The harbour was humming — drums and ukuleles, a chorus of celebration and melancholy. The Maui Pomare was already docked, letters and goods ordered from New Zealand stored behind the cargo hatches, awaiting unloading, a crude swap for the people who boarded the ship in return. People had travelled to the township from the outer districts, gathering in hordes to collect goods and letters and bid farewell to loved ones, the scent of flower garlands intermingling with that of the sea.
‘For you.’ Even before Kana saw him, she knew. She turned to look at Georgie, who presented her with a posy of frangipani. The flower had become their little secret, a symbol of the time they spent on the motu. She took the posy from Georgie, too shy in front of her parents to do anything else, and thought about her aunties. She would tell them everything. It would make them very happy.

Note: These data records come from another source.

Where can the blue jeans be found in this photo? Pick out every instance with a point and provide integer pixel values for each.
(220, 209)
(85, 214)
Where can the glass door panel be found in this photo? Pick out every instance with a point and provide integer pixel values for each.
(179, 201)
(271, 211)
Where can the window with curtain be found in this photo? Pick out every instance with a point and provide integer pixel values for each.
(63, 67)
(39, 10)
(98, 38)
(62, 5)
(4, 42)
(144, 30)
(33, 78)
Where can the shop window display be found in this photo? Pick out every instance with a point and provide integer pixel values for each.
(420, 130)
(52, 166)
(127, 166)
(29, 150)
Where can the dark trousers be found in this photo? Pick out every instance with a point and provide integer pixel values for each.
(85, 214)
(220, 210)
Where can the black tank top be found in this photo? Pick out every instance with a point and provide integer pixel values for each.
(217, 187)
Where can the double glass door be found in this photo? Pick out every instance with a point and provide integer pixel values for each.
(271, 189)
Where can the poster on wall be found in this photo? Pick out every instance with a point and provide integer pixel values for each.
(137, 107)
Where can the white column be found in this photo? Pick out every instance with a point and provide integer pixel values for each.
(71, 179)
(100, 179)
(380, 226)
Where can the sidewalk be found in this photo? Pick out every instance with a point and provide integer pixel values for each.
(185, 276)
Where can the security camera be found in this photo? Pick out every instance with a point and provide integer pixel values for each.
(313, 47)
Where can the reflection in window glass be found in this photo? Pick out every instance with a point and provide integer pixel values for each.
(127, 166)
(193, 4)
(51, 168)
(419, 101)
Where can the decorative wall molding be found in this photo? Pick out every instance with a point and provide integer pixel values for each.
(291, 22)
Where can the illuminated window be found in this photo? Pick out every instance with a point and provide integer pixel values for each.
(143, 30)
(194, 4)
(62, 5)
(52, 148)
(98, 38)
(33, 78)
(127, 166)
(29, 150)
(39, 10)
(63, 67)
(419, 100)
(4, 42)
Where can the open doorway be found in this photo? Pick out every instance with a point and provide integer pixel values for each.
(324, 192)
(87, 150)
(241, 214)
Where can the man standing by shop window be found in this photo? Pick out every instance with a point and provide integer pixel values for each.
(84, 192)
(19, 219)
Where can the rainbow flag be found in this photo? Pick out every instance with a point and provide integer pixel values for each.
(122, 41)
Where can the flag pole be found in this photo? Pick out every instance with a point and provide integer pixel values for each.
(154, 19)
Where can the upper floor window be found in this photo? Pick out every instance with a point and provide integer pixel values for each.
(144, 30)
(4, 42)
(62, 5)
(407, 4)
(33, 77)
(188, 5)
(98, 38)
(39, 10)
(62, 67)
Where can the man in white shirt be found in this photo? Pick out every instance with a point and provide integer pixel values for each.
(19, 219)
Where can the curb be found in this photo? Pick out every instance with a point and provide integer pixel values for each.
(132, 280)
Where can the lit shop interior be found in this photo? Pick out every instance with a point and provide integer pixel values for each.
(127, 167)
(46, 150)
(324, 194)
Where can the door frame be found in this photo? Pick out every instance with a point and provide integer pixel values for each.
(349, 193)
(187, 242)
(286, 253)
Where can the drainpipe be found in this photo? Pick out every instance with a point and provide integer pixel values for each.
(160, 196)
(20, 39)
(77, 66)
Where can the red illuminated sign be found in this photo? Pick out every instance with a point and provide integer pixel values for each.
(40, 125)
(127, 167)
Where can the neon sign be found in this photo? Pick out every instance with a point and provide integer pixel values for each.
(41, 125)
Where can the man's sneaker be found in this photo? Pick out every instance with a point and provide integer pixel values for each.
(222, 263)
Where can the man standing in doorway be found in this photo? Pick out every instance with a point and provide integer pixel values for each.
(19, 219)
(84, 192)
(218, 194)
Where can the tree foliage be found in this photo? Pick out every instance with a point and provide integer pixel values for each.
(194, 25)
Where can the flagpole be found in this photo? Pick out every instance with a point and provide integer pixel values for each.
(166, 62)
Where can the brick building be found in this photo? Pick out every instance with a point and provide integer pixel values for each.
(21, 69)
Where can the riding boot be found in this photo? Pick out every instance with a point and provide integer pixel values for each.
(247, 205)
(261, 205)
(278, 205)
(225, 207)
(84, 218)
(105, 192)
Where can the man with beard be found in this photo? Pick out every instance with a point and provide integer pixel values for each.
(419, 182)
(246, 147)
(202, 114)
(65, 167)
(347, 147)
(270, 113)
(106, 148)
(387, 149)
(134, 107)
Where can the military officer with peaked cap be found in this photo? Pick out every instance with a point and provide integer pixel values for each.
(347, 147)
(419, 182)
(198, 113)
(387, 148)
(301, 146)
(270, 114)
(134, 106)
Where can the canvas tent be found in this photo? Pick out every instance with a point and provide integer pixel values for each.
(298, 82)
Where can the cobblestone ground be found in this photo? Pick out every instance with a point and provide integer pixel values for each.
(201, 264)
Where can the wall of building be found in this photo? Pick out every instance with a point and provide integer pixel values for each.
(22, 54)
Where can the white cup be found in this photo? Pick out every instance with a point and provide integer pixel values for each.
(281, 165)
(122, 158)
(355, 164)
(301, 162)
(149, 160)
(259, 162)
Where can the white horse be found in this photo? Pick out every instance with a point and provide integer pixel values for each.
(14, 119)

Kana kept an eye out for Giuseppe. She needed a laugh, to hear a funny story. Just one last time, she wanted to hear about the glamorous women, their fancy clothes, the paintings on the ceilings. Her uncle’s suitcase lay at her feet, marked up with the place names her uncle once visited. She was tempted to cheat, write down the names of the places she already knew — every village name and home address of all the people in her life that she loved, the motu, the beaches, the solitary mountain at the heart of the island — before she forgot, before they forgot her.
‘You’ll find other people’, Matiu reassured her, as if reading her mind. He was shifting uneasily, Rima’s arm hooked through his, seemingly trying to keep him steady. If Kana knew she’d never see her father again, she would have said something, anything, to let him know she’d try to make the most of it, build a new life, send money home to fix the roof. Instead, she let him escort her onto the gangplank. Felt his weight sit too heavily on her arm.

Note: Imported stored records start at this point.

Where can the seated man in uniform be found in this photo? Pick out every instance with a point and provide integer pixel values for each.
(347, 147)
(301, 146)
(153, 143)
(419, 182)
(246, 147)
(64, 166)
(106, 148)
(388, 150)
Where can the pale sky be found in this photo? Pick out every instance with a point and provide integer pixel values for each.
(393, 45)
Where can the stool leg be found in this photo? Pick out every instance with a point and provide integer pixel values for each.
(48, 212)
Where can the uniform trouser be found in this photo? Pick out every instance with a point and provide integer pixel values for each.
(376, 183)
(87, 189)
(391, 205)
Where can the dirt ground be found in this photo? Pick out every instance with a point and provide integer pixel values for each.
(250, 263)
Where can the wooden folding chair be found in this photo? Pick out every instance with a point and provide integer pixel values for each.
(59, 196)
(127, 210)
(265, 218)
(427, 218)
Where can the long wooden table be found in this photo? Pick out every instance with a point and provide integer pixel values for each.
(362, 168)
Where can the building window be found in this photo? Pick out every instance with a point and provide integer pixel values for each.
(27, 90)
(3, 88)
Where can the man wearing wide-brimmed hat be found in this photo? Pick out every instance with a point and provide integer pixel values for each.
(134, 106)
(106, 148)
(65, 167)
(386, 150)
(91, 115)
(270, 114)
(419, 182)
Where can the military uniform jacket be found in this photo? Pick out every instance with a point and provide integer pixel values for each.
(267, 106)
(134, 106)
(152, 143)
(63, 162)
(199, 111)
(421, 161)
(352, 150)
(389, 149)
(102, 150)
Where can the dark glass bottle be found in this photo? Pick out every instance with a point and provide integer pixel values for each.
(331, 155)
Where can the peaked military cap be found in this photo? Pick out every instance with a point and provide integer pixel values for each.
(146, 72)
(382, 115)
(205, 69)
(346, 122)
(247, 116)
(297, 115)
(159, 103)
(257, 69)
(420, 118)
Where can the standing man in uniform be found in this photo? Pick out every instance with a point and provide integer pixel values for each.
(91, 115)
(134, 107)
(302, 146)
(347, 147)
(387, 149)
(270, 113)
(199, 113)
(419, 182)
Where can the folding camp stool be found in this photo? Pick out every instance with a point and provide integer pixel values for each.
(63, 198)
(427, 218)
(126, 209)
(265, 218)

Behind her, back on the island, Kana recognised the voice. It overpowered the others, not with an Italian folk song but a popular war song. Kana wasn’t sure she believed it, but she turned back and listened:
‘We’ll meet again
Don’t know where
Don’t know when …’
On the ship, Kana lifted the ‘ei kaki off her shoulders. She caught a whiff of the flowers as she dragged it over her head, ripe and sweet like mango. She let the garland hang from her fingers, over the edge of the ship’s rail, like a gift to Tangaroa, god of the sea and fertility. Pockets of seafoam bubbled below where the boat broke the water as, eyes closed, she said a silent prayer to her tūpuna and released the ‘ei. It landed with a soft splash, bobbing in the churning waters, following the boat into deeper waters. She picked up her posy of frangipani, and, with Rarotonga in the distance, she went inside.